Structures and relative stability of hydrated ferrous ion clusters and temperature effects

Abstract

Iron plays a key role in the evolution of living systems and so it is an essential element in a wide range of biological phenomena, energy transduction mechanisms, and oxygen carriers. The accurate determination of the ionic radius, hydration free energy or hydration enthalpy of the ferrous ion as a function of temperature requires careful determination of the structures of the complex Fe²⁺(H₂O)_n and their relative stability as a function of temperature. We then investigated the structures of hydrated ferrous ion clusters at the singlet and quintet spin states in the gas phase and their relative stability in a wide range of temperature (0 K and 25–400 K).
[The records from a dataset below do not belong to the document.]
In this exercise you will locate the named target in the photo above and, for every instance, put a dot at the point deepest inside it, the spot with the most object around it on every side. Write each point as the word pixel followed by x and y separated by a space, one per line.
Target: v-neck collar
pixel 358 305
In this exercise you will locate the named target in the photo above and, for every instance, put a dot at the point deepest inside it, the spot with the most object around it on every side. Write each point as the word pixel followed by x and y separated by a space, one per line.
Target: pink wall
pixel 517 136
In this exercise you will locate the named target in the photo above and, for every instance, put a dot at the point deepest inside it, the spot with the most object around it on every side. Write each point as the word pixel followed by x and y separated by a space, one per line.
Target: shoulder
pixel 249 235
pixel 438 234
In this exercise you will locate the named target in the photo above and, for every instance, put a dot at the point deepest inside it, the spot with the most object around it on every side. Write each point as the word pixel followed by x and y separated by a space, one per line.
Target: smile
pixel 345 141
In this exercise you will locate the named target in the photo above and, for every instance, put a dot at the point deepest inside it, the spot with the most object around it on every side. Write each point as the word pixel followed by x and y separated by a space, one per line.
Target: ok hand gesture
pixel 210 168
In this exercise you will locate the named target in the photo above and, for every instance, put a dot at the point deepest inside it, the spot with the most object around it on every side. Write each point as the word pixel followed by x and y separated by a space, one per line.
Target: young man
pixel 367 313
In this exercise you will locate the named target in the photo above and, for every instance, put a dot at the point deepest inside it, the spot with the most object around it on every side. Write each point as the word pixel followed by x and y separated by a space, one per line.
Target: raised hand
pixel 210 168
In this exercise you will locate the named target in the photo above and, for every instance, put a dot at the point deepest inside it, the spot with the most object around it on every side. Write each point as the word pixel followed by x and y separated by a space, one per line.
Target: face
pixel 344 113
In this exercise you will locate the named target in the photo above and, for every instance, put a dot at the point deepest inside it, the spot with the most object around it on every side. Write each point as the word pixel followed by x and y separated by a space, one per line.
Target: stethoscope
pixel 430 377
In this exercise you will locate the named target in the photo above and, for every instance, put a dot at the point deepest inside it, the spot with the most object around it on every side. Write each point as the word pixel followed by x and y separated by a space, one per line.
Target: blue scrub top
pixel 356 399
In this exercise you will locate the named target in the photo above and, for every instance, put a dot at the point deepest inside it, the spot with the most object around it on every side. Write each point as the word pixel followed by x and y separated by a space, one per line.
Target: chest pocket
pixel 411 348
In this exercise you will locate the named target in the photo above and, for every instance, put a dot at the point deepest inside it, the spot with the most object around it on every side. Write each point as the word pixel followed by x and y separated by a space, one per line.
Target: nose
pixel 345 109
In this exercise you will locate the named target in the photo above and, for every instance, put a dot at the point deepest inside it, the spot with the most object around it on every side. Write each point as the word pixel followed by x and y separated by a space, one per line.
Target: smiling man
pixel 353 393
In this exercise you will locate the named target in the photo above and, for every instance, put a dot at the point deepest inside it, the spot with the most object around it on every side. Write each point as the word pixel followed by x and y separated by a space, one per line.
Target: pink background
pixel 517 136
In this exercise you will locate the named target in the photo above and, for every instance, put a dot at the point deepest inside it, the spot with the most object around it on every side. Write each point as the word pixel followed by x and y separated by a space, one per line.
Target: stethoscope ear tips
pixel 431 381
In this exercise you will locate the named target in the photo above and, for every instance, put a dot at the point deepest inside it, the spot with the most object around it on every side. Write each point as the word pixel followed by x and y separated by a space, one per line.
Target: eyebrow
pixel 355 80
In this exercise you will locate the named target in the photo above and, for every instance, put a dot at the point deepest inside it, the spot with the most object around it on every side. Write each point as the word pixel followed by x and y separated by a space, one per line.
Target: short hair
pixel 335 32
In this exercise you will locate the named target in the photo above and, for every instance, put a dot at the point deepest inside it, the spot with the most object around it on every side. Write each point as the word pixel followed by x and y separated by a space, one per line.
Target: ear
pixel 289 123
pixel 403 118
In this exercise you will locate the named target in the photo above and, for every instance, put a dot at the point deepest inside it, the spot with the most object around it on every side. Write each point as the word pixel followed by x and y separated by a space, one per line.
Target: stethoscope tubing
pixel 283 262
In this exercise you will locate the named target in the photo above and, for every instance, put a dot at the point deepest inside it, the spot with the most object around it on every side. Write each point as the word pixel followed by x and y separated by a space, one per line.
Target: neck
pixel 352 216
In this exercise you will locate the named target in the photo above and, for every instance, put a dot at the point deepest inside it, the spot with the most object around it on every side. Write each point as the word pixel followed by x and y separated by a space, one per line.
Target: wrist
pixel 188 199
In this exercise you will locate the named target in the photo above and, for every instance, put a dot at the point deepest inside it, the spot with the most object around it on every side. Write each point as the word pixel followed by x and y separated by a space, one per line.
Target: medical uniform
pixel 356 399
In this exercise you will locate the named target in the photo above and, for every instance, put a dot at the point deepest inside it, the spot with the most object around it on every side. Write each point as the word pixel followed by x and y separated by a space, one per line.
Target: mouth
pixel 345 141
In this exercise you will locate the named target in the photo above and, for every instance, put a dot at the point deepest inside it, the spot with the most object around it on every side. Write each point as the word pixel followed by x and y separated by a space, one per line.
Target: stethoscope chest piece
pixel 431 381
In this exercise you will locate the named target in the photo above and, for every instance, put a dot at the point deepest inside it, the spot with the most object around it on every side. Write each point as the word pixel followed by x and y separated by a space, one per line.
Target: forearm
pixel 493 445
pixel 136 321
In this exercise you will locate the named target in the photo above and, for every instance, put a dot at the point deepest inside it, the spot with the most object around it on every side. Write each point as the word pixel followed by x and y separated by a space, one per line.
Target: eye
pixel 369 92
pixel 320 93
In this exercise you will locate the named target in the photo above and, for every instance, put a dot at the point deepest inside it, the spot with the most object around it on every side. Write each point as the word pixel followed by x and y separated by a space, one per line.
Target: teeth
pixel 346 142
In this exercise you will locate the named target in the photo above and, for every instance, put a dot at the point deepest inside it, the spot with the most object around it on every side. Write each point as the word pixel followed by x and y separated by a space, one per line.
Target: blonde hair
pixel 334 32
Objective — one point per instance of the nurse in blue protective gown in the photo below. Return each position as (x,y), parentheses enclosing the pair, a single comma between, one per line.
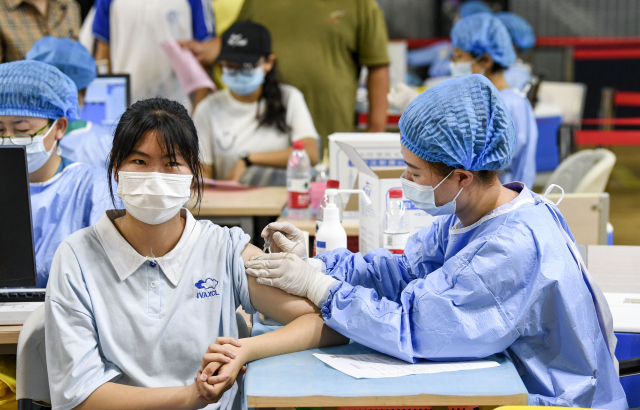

All the calculations were performed at the MP2/6-31++G(d,p) level of theory. New stability rules were proposed for the various isomers investigated. The hydrated ferrous ion in the singlet and quintet spin states is hexa-coordinated, irrespective of the temperature. This result contrasts a little bit with the previously reported finding in which the CN is ∼6 around 215 K and less at a higher temperature of 305 K. Furthermore, quintet spin state structures dominate exclusively lower spin state structures at all temperatures in such a way that no natural spin-crossover is possible between the quintet and singlet spin states. This confirms the well known experimental result which suggests that hexa-aqua-iron(II) is in the high spin state. Finally, the saturated binding electronic energy, binding enthalpy and binding free energy per water molecule of the solvated Fe²⁺ ion are respectively −124.5, −128.6 and −89.7 kJ mol⁻¹ in water. The corresponding values in ammonia are −142.9, −144.3 and −110.9 kJ mol⁻¹, respectively. As far as clustering energies per solvent molecule at saturation are concerned, we reported −6.5, −6.8 and −3.2 kJ mol⁻¹ respectively for the saturated clustering electronic energy, clustering enthalpy and clustering free energy per water molecule of the solvated Fe²⁺ ion in water. The corresponding values in ammonia are −5.4, −5.5 and −2.5 kJ mol⁻¹, respectively. The saturation occurs for n ≥ 25.